Freedom is four hooves. Those words are paramount to para-equestrian, Heather Smith of Massachusetts. In 2009, an autoimmune disease, called Sjogren's Syndrome, caused significant weakness (especially in her legs) and took away her ability to walk unaided. 2012 marked the year Heather began riding horses as a form of physical therapy to strengthen muscles she no longer could voluntarily use. Discovering para reining and loving the idea of spinning, sliding, and working as a team with her quarter horse, Heather delved into this newer para sport.
Heather began competing in para reining classes in 2015 and ended the year as Reserve Champion in World Para Reining (WPR). In 2016, Heather fulfilled one of her bucket list items — representing the USA — and took home the team gold medal at the WPR International Championships. Heather was also part of team USA at the 2017 WPR International Championships to come away with a 4th in team and individual. Since 2015, Heather and her palominos have worked hard to be a multi-year Mass QHA para reining Champions. She has also earned several day-end and series-end Champion and Reserve Champion awards over the years in open shows and judged trail rides competing along side able-bodied riders.
Heather’s ultimate goal is to aspire to inspire.

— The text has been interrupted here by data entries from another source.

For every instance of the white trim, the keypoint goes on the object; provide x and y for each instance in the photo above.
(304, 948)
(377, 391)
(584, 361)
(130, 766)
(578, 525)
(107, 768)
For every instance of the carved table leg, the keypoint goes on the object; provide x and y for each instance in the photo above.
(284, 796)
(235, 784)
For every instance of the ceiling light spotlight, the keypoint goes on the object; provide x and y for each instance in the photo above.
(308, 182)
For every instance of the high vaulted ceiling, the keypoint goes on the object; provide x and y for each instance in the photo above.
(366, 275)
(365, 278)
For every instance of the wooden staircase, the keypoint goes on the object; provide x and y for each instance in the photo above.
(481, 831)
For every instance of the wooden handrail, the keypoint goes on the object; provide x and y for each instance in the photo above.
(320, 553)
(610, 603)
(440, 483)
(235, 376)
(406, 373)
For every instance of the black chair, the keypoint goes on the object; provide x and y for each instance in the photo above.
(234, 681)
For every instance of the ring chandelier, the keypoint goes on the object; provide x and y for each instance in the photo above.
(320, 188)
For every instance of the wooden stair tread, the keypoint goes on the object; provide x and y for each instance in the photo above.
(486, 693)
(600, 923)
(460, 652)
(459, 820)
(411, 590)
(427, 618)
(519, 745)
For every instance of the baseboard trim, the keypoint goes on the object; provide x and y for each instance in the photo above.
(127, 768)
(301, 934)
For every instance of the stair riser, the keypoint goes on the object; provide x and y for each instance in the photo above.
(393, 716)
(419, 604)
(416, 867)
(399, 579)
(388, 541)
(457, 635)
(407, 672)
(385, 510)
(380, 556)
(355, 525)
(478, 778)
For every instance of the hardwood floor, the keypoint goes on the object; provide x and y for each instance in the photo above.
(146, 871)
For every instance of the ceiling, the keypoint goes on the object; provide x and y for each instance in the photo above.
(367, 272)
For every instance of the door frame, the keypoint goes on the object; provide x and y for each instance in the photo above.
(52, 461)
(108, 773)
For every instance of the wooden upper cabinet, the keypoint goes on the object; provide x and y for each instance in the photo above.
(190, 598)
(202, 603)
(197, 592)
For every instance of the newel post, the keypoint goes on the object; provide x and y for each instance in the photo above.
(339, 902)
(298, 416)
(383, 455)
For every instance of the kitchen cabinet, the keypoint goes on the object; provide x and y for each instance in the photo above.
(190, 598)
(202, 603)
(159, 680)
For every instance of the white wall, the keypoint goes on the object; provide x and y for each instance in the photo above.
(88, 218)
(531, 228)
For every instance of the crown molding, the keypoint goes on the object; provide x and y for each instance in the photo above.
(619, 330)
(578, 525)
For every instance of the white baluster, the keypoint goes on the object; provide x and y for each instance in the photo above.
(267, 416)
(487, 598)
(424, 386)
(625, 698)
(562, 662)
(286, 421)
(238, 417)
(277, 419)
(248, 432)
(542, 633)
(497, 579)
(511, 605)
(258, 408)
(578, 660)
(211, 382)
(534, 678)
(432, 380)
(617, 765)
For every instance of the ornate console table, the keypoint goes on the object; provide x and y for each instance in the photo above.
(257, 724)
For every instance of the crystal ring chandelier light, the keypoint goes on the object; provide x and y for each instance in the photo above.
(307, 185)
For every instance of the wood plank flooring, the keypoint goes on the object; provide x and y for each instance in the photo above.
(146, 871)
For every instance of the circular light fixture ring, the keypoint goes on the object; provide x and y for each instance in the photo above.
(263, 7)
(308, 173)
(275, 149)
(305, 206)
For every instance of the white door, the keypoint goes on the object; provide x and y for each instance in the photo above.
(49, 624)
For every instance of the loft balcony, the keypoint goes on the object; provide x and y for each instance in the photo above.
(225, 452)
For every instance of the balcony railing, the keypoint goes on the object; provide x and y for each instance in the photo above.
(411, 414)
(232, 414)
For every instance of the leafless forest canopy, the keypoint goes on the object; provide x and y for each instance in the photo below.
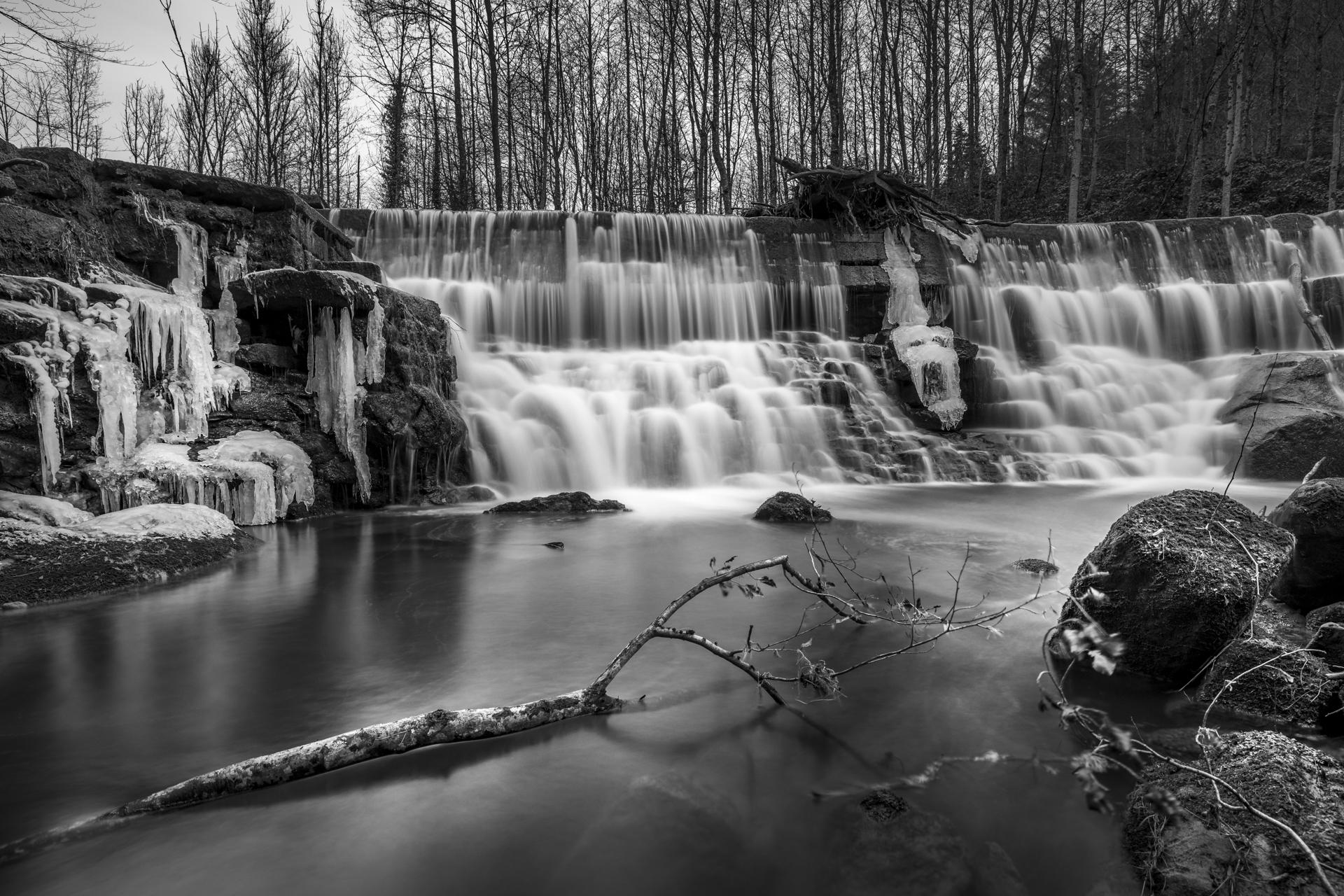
(1081, 109)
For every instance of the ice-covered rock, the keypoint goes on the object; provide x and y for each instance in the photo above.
(339, 398)
(42, 511)
(929, 354)
(292, 466)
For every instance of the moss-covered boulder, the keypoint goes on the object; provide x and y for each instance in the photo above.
(1176, 578)
(1209, 849)
(1315, 574)
(1265, 680)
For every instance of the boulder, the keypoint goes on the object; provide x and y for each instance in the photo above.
(143, 545)
(1315, 514)
(561, 503)
(1206, 849)
(790, 507)
(1174, 583)
(1294, 414)
(1260, 679)
(1329, 613)
(286, 289)
(1329, 641)
(885, 846)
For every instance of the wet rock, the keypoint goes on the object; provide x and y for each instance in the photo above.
(1329, 641)
(1297, 415)
(267, 358)
(1329, 613)
(1284, 690)
(1174, 583)
(1209, 849)
(885, 846)
(790, 507)
(286, 289)
(1043, 568)
(561, 503)
(43, 564)
(1315, 514)
(666, 834)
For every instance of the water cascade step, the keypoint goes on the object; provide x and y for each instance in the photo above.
(1107, 349)
(600, 351)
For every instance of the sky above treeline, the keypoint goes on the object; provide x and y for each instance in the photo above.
(141, 29)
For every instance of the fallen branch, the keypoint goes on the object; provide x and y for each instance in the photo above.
(454, 726)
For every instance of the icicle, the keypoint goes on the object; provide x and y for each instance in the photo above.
(229, 381)
(933, 367)
(169, 339)
(43, 406)
(293, 475)
(339, 398)
(223, 320)
(375, 346)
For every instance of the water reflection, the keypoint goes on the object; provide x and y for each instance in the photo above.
(347, 621)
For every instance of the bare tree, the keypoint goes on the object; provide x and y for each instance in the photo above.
(144, 124)
(267, 81)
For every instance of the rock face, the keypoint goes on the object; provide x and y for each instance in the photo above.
(1315, 514)
(1297, 413)
(1208, 848)
(146, 545)
(561, 503)
(1266, 685)
(790, 507)
(1172, 582)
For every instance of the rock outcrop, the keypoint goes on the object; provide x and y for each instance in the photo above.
(1315, 514)
(146, 545)
(790, 507)
(1292, 414)
(1206, 848)
(1176, 578)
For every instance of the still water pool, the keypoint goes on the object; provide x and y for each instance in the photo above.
(340, 622)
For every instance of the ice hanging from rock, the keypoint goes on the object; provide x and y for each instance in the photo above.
(339, 397)
(927, 351)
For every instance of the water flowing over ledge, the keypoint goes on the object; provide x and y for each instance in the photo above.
(628, 349)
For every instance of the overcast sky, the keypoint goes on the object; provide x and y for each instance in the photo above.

She hopes through coaching and riding she will encourage people of all ages and abilities to try riding. After all, Heather discovered that four hooves gives her a freedom to walk, jog and run unaided.
“Life is too important to not wear a helmet. It takes a moment to put on your helmet, just like it takes a moment to change your life if you fall not wearing a helmet, why risk it? I have had unplanned dismounts and my Troxel helmet has protected me from serious injury that would have caused me to miss out on moments with my family, my friends and my life.
One of my favorite sayings is “Hurt your helmet, not your head” —Author unknown. When I was able-bodied you would never catch me without a helmet whether I was on a mountain bike, a motorcycle or a horse. Nowadays, my Troxel helmet is just as important for me as what I choose for tack for my horse.